Lost in the media hubbub over Cotton’s “nationality-questioning” comments against Chew during the hearing were Hawley’s far more damaging questions about TikTok’s inability to keep its US user data private and siloed. Hawley’s questions were buttressed by a Wall Street Journal report a day earlier disclosing via internal reports from TikTok employees that the platform is still providing US user data to staff at ByteDance. This is despite TikTok continuing to go about siloing US user data as part of “Project Texas,” which it had pitched to US regulators as a key measure to dissuade the US from fully banning its app.
A surprising piece of investigative journalism published on February 4 by The Straits Times shed light on a fresh example of China cuckooing, with potential for further damage to Singapore’s international reputation. Two Singaporean individuals approached the paper to whistleblow about their company, which remained unnamed save for being described as one of China’s largest vaping companies. While the company occupying the River Valley office is rented by a Singapore-registered company, business records indicated that its ultimate beneficiary owner is a Hong Kong-registered company whose chief executive is a director of the Chinese vape producer.
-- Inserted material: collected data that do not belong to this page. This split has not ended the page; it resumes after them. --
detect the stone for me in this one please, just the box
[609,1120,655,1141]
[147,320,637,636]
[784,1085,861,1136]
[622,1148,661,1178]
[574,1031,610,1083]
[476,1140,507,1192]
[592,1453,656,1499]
Using two secretly recorded voice recordings of internal phone calls between different company managers based out of the otherwise innocuous unmarked rented office, the whistleblowers alleged that their fellow employees were aware that the office is being used to coordinate e-cigarette and e-liquid shipments to other regional jurisdictions where, like Singapore, vaping is banned. That includes Thailand, Laos, and Cambodia. The allegations go even further by describing how the Singapore office has also been involved in illegally importing vaping products from Malaysia into Singapore, and implied that bribes have been offered in the past for “difficult markets or markets with heavy and strict regulations”, such as Australia and New Zealand.
Finally, the long-running scandal which blew up on August 15, in which Chinese nationals were using Singapore as a base to employ the country’s secretive banking laws to hide massive money-laundering has seen little new development since the initial arrests of 10 suspects and impounding of billions in monies and luxury assets. Singapore police authorities disclosed on January 19 that another 55 properties and 15 vehicles have been seized alongside over 200 luxury goods, bringing the total value of assets involved to more than S$3 billion (US$2.22 billion).
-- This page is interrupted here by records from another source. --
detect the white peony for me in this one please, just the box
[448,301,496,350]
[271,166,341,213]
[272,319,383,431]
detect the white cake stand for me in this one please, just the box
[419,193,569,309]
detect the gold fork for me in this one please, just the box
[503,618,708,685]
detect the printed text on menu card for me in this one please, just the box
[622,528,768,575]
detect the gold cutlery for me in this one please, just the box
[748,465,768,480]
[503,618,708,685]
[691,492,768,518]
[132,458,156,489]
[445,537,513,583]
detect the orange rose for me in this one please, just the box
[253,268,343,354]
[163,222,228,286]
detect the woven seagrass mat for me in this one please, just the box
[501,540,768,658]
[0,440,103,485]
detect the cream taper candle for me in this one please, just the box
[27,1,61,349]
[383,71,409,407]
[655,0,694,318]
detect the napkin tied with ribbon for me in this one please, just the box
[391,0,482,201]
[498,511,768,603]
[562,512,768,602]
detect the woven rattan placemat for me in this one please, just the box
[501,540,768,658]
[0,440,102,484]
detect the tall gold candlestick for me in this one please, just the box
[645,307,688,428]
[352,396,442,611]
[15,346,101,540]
Two new arrest warrants and Interpol Red Notices have also been issued against suspects who fled shortly before arrests began in August 2023. On February 8, one of the 10 was slapped with two fresh charges of forgery. Su Jianfeng is accused of having used several sets of forged annual reports of a China-based company belonging to Chen Qiuyan, another suspect still at large, to present as evidence of legitimate wealth to two Singaporean banks. Su also claimed when arrested in August 2023 that he was the CEO of an active Singapore-incorporated company called An Xing Technology, yet couldn’t name the company office’s location. Singapore is learning to its sorrow that there is peril as well as profit in turning a blind eye to these activities.